Can’t believe it’s been a week since the last 6 on Saturday but what a week! Some of you lucky people had snow while down here all we had was rain and well a few flakes of snow and then more rain and then frost, lots of frost but that said I like a good frost. But it has well and truly marked the main start of winter and this is does make finding 6 things on Saturday a little harder to find. But like anything the harder you look the more you shall find!
1) Pittosporum ‘Tom Thumb’ I love pittosporums one of my favourite evergreen shrubs, this form is slow growing form and makes a great plant of winter interest
2) Rudbeckia seed heads just turn this stunning black colour after they have finished flowering, just how stunning it this !
3) nature is wonderful isn’t, this crumbling section of wall is being dripped on from a leaking gully above had led this brilliant spot for mosses and ferns to thrive, harts tongue fern and maiden hair spleenwort are just two that have made home here
4) The common snowberry, Symphoricarpus alba to give it’s real name and to be honest I do not like this plant at all, it’s a bit spreading, gets everywhere but just look at the berries, like winter pearls!
5) Pampas grasses are such big plants that do need a bit of space to really work, indeed some of the best planting’s I have seen were planted on a roundabout, looked beautiful as does this clump in the early evening light, I love the large plumes of them, catching the first rays of sunshine or the last few moments before darkness appears
6) ok will be a bit cheeky this week and feature a job I have done another blog on, cutting back the old leaves on Hellebores but it’s a prefect job to do this week so take a look and see how easy it is. It can be found here
I hope you enjoyed my 6 on Saturday from My clients gardens. If you did please checkout other people’s 6 on the memes founder website https://thepropagatorblog.wordpress.com/ I love seeing other people’s plants and what’s happening in their gardens. Why not give it ago yourself next week and give me a shout so I can take a look
Until next week, have fun in the garden
12 Comments Add yours
Gorgeous Pittosporum !! I don’t have any in my garden but since seen the one with this color, it will be in my wish list!
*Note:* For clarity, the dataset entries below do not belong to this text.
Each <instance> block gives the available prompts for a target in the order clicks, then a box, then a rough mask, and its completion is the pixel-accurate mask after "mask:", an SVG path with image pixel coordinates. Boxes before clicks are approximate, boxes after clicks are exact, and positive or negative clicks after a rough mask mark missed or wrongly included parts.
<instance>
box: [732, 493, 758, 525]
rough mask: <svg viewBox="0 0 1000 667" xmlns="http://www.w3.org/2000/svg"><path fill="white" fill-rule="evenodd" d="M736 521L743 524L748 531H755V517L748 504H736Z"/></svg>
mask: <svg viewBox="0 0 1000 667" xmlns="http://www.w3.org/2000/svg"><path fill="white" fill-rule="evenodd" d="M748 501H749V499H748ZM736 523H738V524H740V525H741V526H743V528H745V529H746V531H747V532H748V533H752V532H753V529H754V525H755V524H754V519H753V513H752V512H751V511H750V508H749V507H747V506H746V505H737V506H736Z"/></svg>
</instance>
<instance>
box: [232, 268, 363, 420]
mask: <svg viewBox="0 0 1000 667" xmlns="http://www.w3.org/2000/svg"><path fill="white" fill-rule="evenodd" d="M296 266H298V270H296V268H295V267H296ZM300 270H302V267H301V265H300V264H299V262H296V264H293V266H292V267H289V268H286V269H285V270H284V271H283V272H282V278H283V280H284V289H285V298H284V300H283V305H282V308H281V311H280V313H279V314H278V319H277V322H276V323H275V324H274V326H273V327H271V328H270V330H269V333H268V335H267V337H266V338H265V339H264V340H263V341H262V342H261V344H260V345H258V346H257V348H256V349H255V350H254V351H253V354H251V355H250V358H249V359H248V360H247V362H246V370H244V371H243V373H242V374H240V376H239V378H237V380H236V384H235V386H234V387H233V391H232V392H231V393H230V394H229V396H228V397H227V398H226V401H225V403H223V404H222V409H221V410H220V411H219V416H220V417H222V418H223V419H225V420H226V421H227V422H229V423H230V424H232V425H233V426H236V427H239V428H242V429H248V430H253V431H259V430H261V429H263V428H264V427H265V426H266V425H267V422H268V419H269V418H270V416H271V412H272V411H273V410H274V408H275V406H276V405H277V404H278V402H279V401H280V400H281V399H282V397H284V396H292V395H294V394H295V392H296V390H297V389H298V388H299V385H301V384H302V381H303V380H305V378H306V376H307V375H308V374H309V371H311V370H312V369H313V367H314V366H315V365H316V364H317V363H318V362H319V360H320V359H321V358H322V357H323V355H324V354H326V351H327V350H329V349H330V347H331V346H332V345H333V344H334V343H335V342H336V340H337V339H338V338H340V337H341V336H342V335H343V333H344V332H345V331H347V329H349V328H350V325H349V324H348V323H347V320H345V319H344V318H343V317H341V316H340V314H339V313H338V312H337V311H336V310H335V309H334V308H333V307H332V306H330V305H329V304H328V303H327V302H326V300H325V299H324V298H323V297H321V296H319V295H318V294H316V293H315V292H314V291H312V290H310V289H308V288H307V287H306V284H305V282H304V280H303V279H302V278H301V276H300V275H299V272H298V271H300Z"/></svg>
It’s quite a stunner Fred the new foliage is bright green when it first comes out
Love that pittosporum, great colour!
That’s a fine Pittosporum; I’m jealous. Mine did not thrive and was a casualty of my early autumn dig-out this year; it was, I think, a Nanum – green foliage didn’t really stand out. I’m now tempted to introduce Tom in it’s place for the purple colour. I have a dwarf Pampas in the front garden; seems this is a sign that the occupant(s) of the house are “swingers”. That discovery may mean it’ll be going too!
Haha it is indeed good for the back garden not good for the front unless you are into that lifestyle😉 it’s a great form, grown it in a wide range of soils always done good
Like the others, your pittsoporum wowed me. Looks so good w/that brickwork. The first time I saw snowberry, I was smitten but my neighbour said it’d soon make me hate it. A true thug, but quite a fetching one, to be sure. Never noticed my Rude Becky’s seed head.
An excuse not to dead head next year – thanks! As always, your photos are fantastic.
I wold not have guessed that you had snowberries there. It looks just like our native snowberry, although there is not much more than the berries to see. It always seems funny to me that is gets planted into gardens when it just gets cut out with the rest of the brush here. My colleague down south has one in his garden, but it is a fancier garden variety. Pampas grass is an exotic that we really try to get rid of as soon as it shows up. Our is the Cortaderia jubata, which has long floppy leaves and thinner tan flowers.
I’m still waiting to be sure the Hellebores in my garden are going to flower before doing the tidy up chop – I’m afraid I’ll lose them if I don’t.
Should be ok if they are a couple of years old 👍
Love the photo of the Pampas grass! I’d like to do more with grasses, but I don’t quite understand how to work them in; seems like they need their own beds?
They can be a bit tricky to work in it’s just finding the right grasses that fit in with your ideas, worth looking at the stipas like s.tennuimissa (can be labelled as nassella) some of the Miscanthus work in well as do some of the sedges like carex evergold, often the members of the daisy family can work well mixed in with grasses. Well worth getting Lucius Neil’s book on designing with grasses, some great ideas in there
Thank you for the advice, much appreciated!